Software Architecture Meets LLMs: A Systematic Literature Review
Larissa Schmid, Tobias Hey, Martin Armbruster, Sophie Corallo, Dominik Fuchß, Jan Keim, Haoyu Liu, Anne Koziolek
TL;DR
This systematic literature review analyzes 18 papers on the use of large language models (LLMs) in software architecture to map current tasks, models, optimization strategies, evaluation methods, and future directions. It finds that LLMs are applied across four main architecture-related tasks, predominantly using decoder-only models and end-to-end automation, with promising performance against baselines in many cases. Evaluation often relies on traditional metrics like precision/recall/F1 and text-generation metrics, but about a third of studies lack baseline comparisons, signaling a need for more rigorous benchmarking. The review highlights gaps such as generating source code from architectural designs, cloud-native architecture considerations, and conformance checking, and advocates for more advanced prompting techniques and continual model evaluation as LLMs evolve.
Abstract
Large Language Models (LLMs) are used for many different software engineering tasks. In software architecture, they have been applied to tasks such as classification of design decisions, detection of design patterns, and generation of software architecture design from requirements.
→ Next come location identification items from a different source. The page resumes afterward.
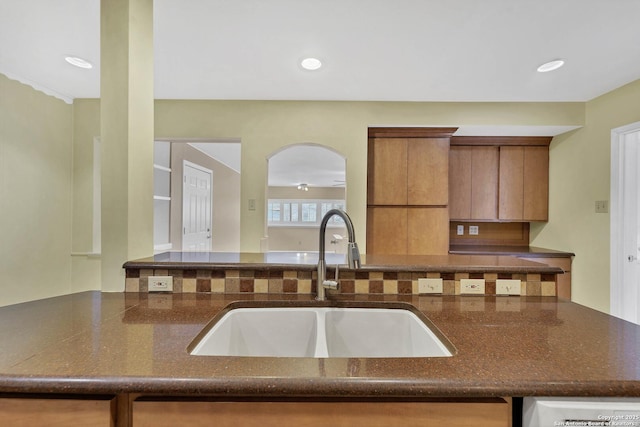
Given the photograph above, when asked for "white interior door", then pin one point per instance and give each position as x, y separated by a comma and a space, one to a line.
625, 223
196, 208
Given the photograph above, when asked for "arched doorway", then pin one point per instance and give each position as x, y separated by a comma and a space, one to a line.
304, 182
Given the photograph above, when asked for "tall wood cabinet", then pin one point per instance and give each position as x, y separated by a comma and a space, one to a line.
499, 178
408, 191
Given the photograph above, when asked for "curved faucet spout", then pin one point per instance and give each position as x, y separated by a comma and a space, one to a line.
353, 253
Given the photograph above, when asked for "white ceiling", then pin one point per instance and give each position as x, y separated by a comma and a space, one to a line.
397, 50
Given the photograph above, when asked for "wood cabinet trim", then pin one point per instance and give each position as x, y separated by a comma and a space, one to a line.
390, 132
502, 140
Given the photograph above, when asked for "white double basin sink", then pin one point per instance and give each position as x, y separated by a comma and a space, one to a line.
320, 332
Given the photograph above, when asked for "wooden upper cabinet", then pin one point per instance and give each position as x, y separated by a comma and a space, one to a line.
387, 177
408, 191
511, 200
408, 171
460, 182
499, 178
473, 179
536, 184
427, 171
524, 183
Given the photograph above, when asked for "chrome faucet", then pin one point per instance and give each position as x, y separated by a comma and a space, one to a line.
353, 254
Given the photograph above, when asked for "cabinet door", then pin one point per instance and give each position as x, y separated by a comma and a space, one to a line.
536, 184
311, 414
563, 281
524, 183
460, 182
427, 231
387, 230
57, 412
511, 198
428, 171
387, 174
473, 180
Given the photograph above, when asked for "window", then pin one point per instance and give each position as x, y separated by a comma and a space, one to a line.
292, 213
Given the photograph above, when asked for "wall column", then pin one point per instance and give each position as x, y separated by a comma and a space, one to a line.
126, 131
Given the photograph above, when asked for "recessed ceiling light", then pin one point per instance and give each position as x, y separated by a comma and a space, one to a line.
78, 62
311, 64
551, 65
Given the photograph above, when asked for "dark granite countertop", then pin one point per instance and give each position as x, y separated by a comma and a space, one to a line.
94, 342
517, 251
456, 263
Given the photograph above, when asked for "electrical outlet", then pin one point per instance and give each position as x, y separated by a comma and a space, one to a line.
602, 206
472, 286
507, 287
160, 284
430, 286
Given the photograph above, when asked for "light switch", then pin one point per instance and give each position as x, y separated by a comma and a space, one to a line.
472, 286
507, 287
430, 286
602, 206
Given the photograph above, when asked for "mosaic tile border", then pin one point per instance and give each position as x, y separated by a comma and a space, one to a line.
304, 281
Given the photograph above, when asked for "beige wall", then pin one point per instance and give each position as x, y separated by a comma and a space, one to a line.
35, 194
226, 194
266, 126
579, 175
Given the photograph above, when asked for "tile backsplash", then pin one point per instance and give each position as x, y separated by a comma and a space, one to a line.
303, 281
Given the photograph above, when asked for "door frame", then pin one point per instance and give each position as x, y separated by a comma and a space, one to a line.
186, 163
619, 292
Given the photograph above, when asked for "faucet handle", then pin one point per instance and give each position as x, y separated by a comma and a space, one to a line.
332, 284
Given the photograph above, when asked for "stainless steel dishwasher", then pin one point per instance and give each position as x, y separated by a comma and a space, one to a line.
580, 411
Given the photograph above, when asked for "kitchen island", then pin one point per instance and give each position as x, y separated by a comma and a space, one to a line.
133, 346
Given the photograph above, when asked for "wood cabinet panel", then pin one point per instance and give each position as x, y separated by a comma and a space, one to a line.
524, 183
563, 281
473, 180
387, 230
424, 227
536, 184
387, 174
57, 412
484, 183
407, 172
276, 414
511, 196
427, 171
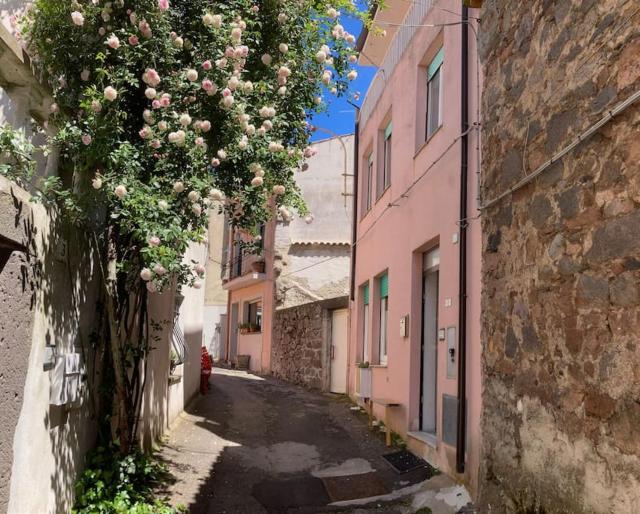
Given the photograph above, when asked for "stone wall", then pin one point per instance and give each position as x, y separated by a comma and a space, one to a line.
561, 258
300, 343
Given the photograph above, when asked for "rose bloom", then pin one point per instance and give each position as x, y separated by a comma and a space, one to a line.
216, 195
77, 18
120, 191
110, 93
113, 42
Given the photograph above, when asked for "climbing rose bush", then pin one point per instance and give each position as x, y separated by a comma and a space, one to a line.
166, 109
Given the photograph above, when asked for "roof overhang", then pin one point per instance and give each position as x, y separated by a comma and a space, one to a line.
372, 44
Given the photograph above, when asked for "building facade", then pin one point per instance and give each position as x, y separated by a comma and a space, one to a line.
50, 295
561, 249
282, 301
415, 325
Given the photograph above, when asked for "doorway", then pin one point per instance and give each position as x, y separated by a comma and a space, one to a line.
233, 335
429, 364
339, 325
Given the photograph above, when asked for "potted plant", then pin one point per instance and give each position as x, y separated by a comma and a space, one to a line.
257, 266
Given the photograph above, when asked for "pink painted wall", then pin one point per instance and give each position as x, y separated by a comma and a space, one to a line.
393, 237
258, 346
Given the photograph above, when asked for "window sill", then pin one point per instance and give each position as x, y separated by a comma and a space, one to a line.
384, 192
426, 142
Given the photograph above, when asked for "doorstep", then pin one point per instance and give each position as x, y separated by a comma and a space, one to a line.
424, 437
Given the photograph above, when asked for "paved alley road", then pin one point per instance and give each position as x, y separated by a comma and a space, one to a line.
255, 445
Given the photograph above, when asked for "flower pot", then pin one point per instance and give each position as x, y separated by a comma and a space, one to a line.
242, 361
257, 267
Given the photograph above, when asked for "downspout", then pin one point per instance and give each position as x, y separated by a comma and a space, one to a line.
354, 213
462, 309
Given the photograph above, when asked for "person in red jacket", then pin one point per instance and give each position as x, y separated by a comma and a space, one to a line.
205, 371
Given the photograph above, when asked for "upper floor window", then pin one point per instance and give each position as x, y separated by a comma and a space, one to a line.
384, 176
434, 93
367, 185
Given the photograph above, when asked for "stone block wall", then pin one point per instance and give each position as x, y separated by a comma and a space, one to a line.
300, 343
561, 258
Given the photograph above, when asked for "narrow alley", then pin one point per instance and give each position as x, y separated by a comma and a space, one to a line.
255, 444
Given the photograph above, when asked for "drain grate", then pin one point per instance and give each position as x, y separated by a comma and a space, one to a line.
404, 461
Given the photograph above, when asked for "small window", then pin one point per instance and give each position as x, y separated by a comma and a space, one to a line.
384, 175
366, 357
254, 316
384, 317
368, 189
434, 94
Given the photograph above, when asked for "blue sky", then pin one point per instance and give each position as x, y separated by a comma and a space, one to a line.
340, 116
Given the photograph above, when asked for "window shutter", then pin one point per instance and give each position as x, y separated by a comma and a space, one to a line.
388, 130
384, 286
435, 64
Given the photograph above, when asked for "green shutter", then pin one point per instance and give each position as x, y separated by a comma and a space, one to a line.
384, 286
435, 64
387, 131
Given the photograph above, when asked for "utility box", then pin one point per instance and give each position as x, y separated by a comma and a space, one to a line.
66, 379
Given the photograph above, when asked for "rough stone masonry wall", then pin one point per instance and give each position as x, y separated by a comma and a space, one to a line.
300, 343
561, 258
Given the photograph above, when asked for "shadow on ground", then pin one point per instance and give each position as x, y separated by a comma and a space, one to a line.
254, 445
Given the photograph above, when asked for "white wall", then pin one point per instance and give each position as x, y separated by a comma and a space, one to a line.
313, 259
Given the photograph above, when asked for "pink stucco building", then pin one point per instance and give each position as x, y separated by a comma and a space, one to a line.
418, 239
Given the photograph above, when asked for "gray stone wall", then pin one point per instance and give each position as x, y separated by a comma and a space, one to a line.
561, 258
300, 343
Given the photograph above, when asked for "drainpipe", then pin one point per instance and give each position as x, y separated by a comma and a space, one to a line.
354, 214
462, 310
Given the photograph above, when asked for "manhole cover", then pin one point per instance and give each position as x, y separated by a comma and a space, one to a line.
353, 487
279, 495
405, 461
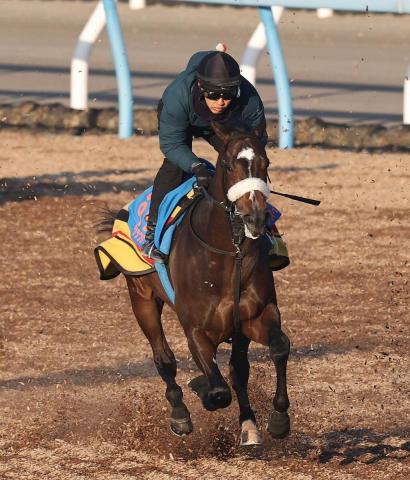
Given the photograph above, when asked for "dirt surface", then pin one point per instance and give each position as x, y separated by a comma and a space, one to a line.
80, 397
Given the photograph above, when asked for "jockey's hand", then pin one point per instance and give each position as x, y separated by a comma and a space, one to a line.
203, 175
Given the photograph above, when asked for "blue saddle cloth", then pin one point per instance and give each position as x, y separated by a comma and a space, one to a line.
137, 222
138, 215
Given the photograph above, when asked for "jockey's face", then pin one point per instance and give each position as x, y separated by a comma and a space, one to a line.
217, 106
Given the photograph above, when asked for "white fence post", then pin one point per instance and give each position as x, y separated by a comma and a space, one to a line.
79, 62
324, 12
255, 47
137, 4
406, 99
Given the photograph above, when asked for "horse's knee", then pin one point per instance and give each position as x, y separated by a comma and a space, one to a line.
279, 346
218, 397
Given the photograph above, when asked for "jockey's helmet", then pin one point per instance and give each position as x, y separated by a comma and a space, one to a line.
218, 71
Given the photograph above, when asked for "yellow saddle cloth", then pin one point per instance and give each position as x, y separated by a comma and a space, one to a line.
119, 254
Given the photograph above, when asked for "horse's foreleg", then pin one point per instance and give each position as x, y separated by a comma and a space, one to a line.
239, 370
211, 388
147, 311
267, 330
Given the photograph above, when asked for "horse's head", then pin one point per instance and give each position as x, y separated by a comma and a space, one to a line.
244, 167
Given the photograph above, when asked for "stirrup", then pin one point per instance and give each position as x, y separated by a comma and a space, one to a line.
151, 251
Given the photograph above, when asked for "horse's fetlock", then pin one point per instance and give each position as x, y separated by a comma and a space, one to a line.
281, 403
174, 395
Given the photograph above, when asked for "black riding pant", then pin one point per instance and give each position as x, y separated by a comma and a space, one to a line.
169, 176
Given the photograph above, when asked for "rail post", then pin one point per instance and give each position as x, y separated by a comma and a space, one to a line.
119, 52
281, 79
79, 62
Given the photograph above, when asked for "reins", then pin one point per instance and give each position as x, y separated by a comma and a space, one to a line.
237, 254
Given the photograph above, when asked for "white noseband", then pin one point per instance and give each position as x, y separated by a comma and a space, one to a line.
248, 185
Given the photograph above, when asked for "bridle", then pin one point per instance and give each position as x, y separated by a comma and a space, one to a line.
237, 227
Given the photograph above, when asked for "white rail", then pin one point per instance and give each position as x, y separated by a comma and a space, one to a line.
406, 99
255, 47
79, 62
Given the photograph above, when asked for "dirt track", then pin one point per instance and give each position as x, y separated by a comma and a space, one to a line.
80, 397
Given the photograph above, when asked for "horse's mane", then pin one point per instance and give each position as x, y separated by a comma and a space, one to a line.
238, 129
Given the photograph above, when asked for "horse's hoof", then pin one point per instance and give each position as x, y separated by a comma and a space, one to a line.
250, 436
181, 426
219, 397
279, 424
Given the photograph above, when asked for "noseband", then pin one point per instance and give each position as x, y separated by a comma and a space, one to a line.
237, 228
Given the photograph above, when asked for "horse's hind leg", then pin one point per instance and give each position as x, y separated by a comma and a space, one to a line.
267, 331
239, 369
147, 310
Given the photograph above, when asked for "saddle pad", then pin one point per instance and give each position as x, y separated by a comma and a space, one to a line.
168, 211
119, 254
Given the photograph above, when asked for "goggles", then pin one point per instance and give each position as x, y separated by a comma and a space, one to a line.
226, 94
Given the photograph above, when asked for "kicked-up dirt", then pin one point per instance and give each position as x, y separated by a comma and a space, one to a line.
79, 394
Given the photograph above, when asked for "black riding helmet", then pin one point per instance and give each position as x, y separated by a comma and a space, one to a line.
218, 71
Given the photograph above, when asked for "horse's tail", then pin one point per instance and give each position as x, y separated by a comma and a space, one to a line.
107, 219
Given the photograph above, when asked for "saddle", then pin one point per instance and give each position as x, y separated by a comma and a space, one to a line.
122, 252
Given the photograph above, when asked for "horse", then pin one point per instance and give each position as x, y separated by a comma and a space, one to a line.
224, 290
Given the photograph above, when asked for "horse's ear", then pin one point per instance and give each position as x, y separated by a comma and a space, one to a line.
221, 132
260, 130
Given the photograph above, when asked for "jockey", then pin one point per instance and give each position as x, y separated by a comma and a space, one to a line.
210, 88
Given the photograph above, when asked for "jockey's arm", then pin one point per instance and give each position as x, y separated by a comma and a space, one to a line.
174, 136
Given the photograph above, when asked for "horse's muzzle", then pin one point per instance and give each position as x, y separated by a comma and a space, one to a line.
255, 224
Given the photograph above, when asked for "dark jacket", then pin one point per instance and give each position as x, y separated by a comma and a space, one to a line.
179, 122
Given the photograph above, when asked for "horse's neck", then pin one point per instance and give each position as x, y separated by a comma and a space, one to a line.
210, 220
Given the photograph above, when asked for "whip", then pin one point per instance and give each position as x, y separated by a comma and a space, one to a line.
310, 201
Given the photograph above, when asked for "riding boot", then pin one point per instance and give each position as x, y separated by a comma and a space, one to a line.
148, 248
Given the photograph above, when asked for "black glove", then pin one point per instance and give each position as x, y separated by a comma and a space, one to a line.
203, 175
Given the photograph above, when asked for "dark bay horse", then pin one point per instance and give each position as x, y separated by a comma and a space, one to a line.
203, 269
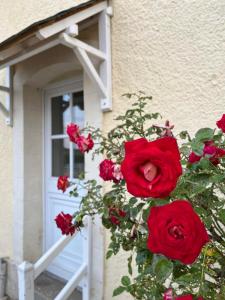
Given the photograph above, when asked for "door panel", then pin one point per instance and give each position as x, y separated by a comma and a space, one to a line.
62, 158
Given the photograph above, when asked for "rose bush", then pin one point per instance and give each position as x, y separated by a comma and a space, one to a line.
177, 247
151, 169
176, 231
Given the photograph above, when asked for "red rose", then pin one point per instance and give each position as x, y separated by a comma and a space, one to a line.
85, 144
221, 123
64, 222
106, 168
168, 295
63, 183
151, 169
110, 171
73, 132
115, 215
176, 231
210, 151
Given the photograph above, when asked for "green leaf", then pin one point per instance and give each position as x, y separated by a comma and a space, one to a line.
125, 280
204, 134
130, 265
197, 147
109, 254
118, 291
163, 269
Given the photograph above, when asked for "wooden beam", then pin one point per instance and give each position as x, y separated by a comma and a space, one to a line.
71, 42
106, 66
59, 26
37, 48
90, 69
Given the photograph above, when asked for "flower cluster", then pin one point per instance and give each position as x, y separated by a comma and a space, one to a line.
83, 143
163, 205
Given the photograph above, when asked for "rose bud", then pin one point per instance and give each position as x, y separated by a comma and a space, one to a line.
221, 123
110, 171
210, 151
63, 183
64, 222
151, 169
85, 144
168, 295
176, 231
73, 132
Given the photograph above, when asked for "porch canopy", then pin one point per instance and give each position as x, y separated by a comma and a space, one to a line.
63, 28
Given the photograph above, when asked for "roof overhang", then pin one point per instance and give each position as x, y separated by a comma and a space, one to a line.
63, 29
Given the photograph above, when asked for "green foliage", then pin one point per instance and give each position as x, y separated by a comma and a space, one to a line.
202, 183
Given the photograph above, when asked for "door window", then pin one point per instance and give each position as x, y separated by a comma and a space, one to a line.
66, 158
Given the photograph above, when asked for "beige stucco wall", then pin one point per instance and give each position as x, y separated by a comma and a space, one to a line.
173, 50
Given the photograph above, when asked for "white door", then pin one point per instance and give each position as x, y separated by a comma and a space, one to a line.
62, 106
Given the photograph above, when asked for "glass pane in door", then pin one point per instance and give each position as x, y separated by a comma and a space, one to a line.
78, 166
60, 113
78, 118
60, 157
78, 108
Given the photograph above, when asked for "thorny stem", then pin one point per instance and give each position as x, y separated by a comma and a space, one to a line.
202, 271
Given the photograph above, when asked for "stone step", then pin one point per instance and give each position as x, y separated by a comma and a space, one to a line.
47, 287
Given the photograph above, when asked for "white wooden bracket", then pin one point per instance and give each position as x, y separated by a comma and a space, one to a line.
103, 78
7, 109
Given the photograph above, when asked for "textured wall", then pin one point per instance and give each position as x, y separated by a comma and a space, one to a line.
175, 51
6, 220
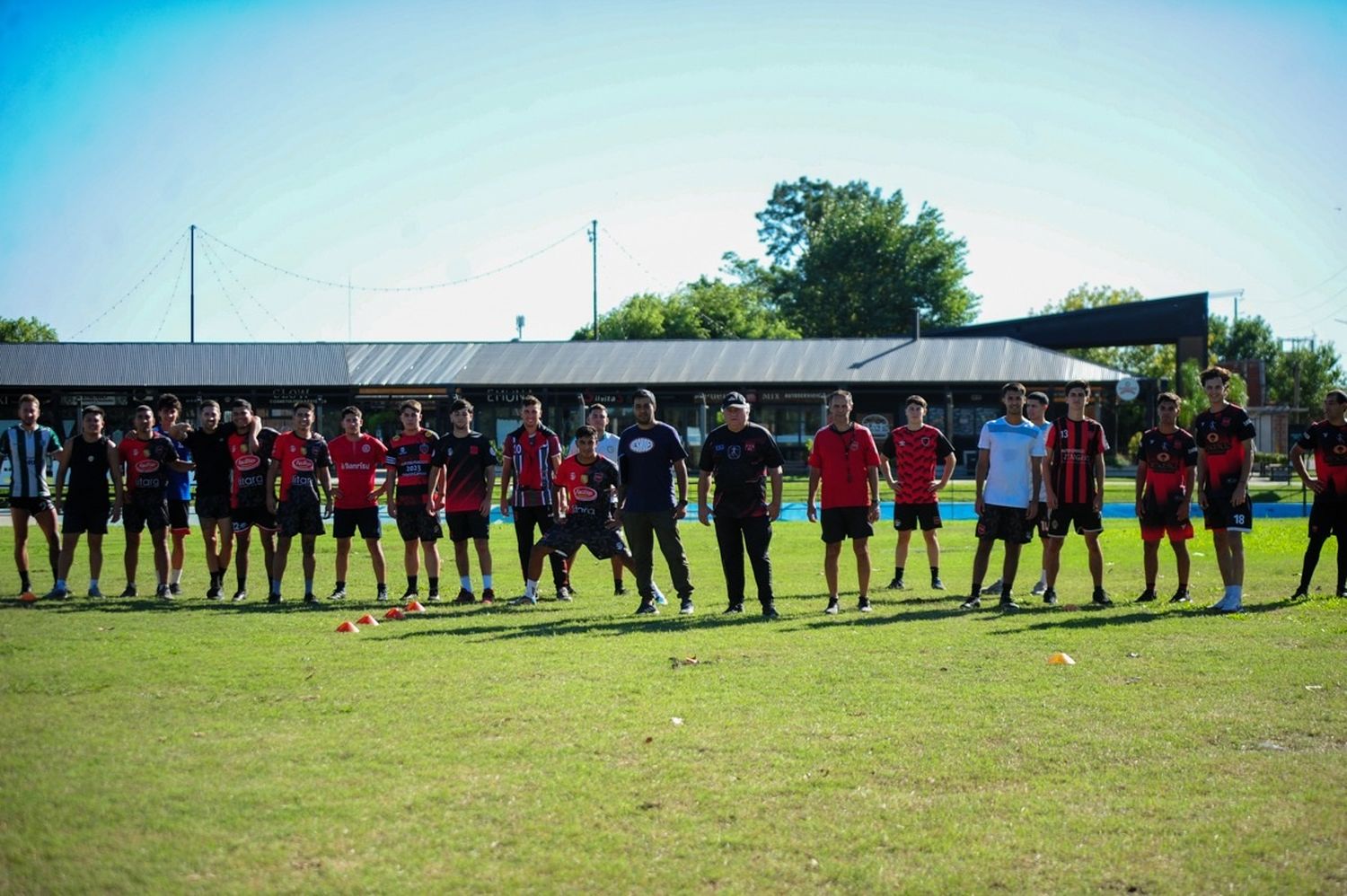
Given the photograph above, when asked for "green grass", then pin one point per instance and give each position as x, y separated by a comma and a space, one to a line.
205, 747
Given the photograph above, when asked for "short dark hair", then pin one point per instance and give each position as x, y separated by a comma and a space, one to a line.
1214, 373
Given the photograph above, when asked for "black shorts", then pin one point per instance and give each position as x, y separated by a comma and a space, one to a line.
1328, 516
465, 524
85, 515
1005, 524
31, 505
907, 516
841, 523
1085, 518
414, 523
137, 516
244, 518
212, 507
577, 531
347, 521
302, 518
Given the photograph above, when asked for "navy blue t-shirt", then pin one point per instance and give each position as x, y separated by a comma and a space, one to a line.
646, 460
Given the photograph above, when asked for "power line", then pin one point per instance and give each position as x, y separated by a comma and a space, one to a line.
392, 288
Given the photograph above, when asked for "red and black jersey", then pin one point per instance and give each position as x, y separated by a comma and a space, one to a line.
465, 460
1330, 446
1168, 459
409, 457
1072, 448
915, 454
147, 467
1220, 436
299, 461
250, 470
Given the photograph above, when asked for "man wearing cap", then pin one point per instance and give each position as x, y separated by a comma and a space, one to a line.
740, 456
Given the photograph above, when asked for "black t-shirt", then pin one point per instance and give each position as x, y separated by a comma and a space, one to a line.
738, 462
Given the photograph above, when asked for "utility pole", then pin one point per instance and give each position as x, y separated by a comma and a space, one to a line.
593, 236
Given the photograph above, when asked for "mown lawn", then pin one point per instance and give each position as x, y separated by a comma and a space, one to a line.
573, 747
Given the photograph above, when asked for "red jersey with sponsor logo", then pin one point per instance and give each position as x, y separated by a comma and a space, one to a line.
1330, 444
590, 488
1074, 444
409, 456
299, 460
1220, 435
356, 461
147, 465
1168, 457
915, 454
466, 459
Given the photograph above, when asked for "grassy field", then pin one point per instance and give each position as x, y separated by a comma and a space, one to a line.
573, 747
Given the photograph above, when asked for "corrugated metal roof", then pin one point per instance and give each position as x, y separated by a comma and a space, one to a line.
543, 364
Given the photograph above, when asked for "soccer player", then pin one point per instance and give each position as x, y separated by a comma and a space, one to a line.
299, 460
1225, 461
409, 500
530, 459
463, 472
916, 449
1005, 484
26, 448
357, 457
651, 457
1074, 472
1328, 516
1166, 462
91, 461
606, 444
846, 462
584, 510
178, 494
250, 453
147, 457
740, 457
209, 449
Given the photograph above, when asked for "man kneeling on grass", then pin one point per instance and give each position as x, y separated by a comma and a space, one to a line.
584, 511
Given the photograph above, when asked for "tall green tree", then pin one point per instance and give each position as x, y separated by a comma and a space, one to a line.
848, 260
26, 330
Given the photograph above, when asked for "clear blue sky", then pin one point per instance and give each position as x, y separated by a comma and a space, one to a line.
1167, 147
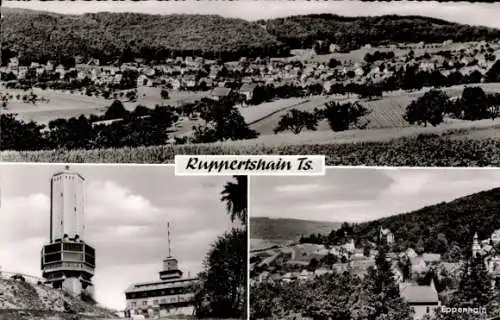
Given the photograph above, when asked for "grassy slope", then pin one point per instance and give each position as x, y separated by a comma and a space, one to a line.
20, 300
287, 229
458, 220
448, 149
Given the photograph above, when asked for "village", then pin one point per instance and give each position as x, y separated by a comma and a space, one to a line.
216, 79
305, 262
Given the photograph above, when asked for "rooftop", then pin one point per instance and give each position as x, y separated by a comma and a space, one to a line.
158, 285
221, 92
418, 294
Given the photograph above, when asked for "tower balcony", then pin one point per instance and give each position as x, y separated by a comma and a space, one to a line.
70, 258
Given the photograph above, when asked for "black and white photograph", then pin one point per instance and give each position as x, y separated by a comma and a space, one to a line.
82, 242
399, 83
370, 244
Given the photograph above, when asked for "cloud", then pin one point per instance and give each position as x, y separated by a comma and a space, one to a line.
125, 222
366, 194
298, 188
464, 12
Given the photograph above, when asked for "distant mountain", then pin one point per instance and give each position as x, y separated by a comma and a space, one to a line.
38, 36
438, 227
445, 228
353, 32
123, 37
287, 229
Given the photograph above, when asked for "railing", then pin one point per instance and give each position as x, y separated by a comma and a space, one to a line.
29, 278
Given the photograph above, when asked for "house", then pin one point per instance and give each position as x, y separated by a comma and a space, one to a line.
387, 235
144, 81
418, 264
219, 93
248, 90
189, 81
327, 86
495, 236
117, 78
95, 74
176, 84
150, 72
423, 300
305, 275
23, 71
40, 71
60, 69
431, 258
13, 63
49, 66
334, 48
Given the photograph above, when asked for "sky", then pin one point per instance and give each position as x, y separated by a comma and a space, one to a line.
126, 212
463, 12
362, 194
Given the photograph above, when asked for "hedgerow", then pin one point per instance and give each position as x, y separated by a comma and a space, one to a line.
423, 150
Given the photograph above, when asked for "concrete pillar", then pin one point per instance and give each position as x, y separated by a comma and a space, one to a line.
72, 286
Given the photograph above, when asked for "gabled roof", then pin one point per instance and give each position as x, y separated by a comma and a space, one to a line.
431, 257
418, 294
220, 92
248, 87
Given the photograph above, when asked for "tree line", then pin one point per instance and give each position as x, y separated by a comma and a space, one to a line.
118, 127
444, 228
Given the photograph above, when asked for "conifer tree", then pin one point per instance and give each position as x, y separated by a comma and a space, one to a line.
475, 288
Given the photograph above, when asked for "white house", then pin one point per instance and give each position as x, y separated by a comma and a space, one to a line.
423, 300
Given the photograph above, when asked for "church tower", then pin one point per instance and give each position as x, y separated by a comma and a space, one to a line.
68, 262
170, 267
476, 247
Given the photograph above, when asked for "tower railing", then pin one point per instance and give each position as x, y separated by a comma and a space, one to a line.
5, 275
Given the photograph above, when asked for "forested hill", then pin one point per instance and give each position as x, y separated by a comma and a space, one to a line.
287, 229
438, 227
123, 37
38, 36
353, 32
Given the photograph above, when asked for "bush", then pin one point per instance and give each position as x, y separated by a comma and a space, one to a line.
422, 150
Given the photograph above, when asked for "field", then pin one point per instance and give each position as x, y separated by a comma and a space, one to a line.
385, 113
66, 105
356, 56
260, 244
452, 148
287, 229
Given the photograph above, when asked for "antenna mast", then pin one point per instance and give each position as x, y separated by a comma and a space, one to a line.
168, 233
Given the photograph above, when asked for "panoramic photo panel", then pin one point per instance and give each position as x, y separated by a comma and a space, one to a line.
415, 82
107, 242
376, 244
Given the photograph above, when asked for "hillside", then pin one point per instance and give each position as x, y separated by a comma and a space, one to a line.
25, 300
113, 37
38, 36
353, 32
287, 229
446, 228
438, 227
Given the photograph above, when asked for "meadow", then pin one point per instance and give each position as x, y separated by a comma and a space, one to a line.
453, 148
63, 104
However, there is little overview on how well they work, what challenges exist, and what open problems remain. In this paper, we present a systematic literature review on the use of LLMs in software architecture. We analyze 18 research articles to answer five research questions, such as which software architecture tasks LLMs are used for, how much automation they provide, which models and techniques are used, and how these approaches are evaluated. Our findings show that while LLMs are increasingly applied to a variety of software architecture tasks and often outperform baselines, some areas, such as generating source code from architectural design, cloud-native computing and architecture, and checking conformance remain underexplored. Although current approaches mostly use simple prompting techniques, we identify a growing research interest in refining LLM-based approaches by integrating advanced techniques.